Very important! All configuration settings must be done before the Jersey's servlet starts.
Example
Here is a little example on how to create a user and add it to a learning group:
PUT http://www.frentix.com/Olat/restapi/users HTTP Header: Content-Type application/json Response: 200 GET http://www.frentix.com/Olat/restapi/groups HTTP Header: Accept application/json Response: 200 Choose a group PUT http://www.frentix.com/Olat/restapi/groups/{groupId}/users/{identityKey} Response: 200
Documentation
The documentation is based on the OpenAPI specification (formerly Swagger Specification), which is an API description format for REST APIs. The OpenAPI describes available endpoints and operations on each endpoint, operation parameters, input and output for each operation as well as the value objects used in the REST API.
The OpenAPI is made up of a single document and contains multiple components, which are all described in the openapi.json (/org/Olat/restapi/openapi.json)
The OpenAPI allows to choose a custom server prefix in and it is possible to execute the listed requests by pressing the „try it out“ button.
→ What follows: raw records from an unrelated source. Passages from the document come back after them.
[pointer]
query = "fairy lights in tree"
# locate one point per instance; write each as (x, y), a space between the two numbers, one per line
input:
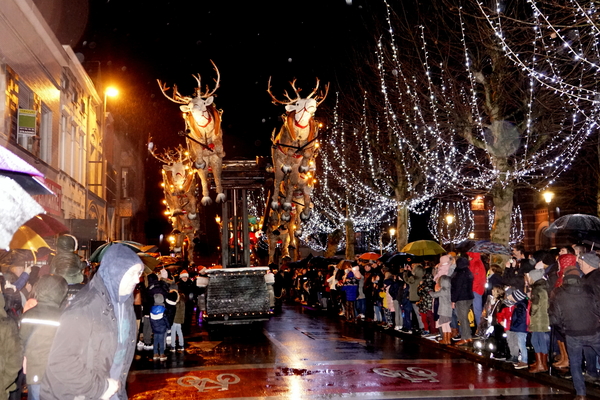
(496, 126)
(451, 222)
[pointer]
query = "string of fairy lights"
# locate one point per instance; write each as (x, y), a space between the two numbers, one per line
(414, 132)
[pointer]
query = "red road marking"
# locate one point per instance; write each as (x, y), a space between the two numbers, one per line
(322, 379)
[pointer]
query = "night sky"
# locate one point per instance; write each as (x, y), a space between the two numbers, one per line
(130, 44)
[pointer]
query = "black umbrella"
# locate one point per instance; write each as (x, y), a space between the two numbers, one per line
(574, 223)
(400, 259)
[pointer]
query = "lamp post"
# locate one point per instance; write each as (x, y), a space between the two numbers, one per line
(449, 221)
(108, 92)
(548, 196)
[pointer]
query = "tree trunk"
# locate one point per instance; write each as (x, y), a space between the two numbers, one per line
(503, 201)
(350, 239)
(401, 225)
(333, 240)
(598, 180)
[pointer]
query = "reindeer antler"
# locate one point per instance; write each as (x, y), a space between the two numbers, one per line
(170, 156)
(277, 101)
(176, 98)
(319, 97)
(208, 92)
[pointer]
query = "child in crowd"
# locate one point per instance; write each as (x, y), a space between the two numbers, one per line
(425, 302)
(178, 319)
(517, 335)
(160, 325)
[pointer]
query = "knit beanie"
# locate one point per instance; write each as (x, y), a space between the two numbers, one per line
(172, 298)
(536, 274)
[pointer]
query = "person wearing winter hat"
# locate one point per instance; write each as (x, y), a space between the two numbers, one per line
(590, 262)
(174, 300)
(188, 288)
(517, 335)
(574, 309)
(461, 293)
(95, 342)
(539, 320)
(160, 326)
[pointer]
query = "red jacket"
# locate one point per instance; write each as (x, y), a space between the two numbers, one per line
(478, 270)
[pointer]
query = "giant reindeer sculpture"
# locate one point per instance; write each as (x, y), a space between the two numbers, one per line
(203, 133)
(295, 147)
(180, 190)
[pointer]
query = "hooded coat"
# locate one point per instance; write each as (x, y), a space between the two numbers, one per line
(11, 356)
(539, 320)
(574, 308)
(40, 323)
(96, 337)
(478, 270)
(443, 294)
(462, 281)
(413, 281)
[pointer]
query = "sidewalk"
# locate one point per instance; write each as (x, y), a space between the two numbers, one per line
(468, 353)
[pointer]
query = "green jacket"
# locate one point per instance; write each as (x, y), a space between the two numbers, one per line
(11, 352)
(539, 318)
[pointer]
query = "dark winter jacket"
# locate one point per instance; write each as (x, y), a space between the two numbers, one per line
(478, 270)
(427, 285)
(539, 320)
(179, 312)
(518, 321)
(462, 281)
(171, 306)
(40, 323)
(592, 279)
(158, 320)
(11, 353)
(574, 308)
(414, 279)
(350, 287)
(444, 296)
(96, 337)
(155, 286)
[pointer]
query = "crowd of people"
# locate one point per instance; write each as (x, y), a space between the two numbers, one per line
(69, 330)
(545, 300)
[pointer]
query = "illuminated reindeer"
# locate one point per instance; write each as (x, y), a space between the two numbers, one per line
(203, 133)
(180, 190)
(295, 147)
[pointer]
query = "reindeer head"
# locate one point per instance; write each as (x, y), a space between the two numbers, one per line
(198, 105)
(175, 163)
(303, 107)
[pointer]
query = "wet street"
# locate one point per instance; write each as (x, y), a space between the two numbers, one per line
(303, 354)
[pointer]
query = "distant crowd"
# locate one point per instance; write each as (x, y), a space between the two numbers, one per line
(545, 300)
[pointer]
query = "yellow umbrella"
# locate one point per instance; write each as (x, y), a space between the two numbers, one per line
(423, 248)
(26, 239)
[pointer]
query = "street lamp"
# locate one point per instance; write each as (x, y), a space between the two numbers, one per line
(548, 196)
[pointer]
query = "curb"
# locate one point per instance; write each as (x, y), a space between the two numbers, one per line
(465, 352)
Be aware that these requests are binding and directly interacting with the addressed system.
Externally managed courses and groups
Courses and groups can be created via REST API. Such externally managed courses and groups are called "managed" as an external system is responsible for their lifecycle. This functionality can be enabled/disabled in the checkboxes below.
Via REST API an optional external ID can be attached to courses and groups. For courses an additional external reference can be used to help identify the resource for end users.
If such external ID's are used for courses or groups, the external systems must also configure for each external resource which elements in OpenOlat are managed by the external system and which can be modified within the OpenOlat user interface. This is configured with so called "managed flags". Either all elemens are managed or the managed elements are listed in detail. The configuration of the "managed flags" are described in the technical documentation of the REST API.
If the external management is enabled, the user elements in the OpenOlat user interface configured to be "managed" are displayed non-editable. In addition, the external ID's are used in search fields, detail pages and tables. Other non managed resources can be used and managed within OpenOlat as usual.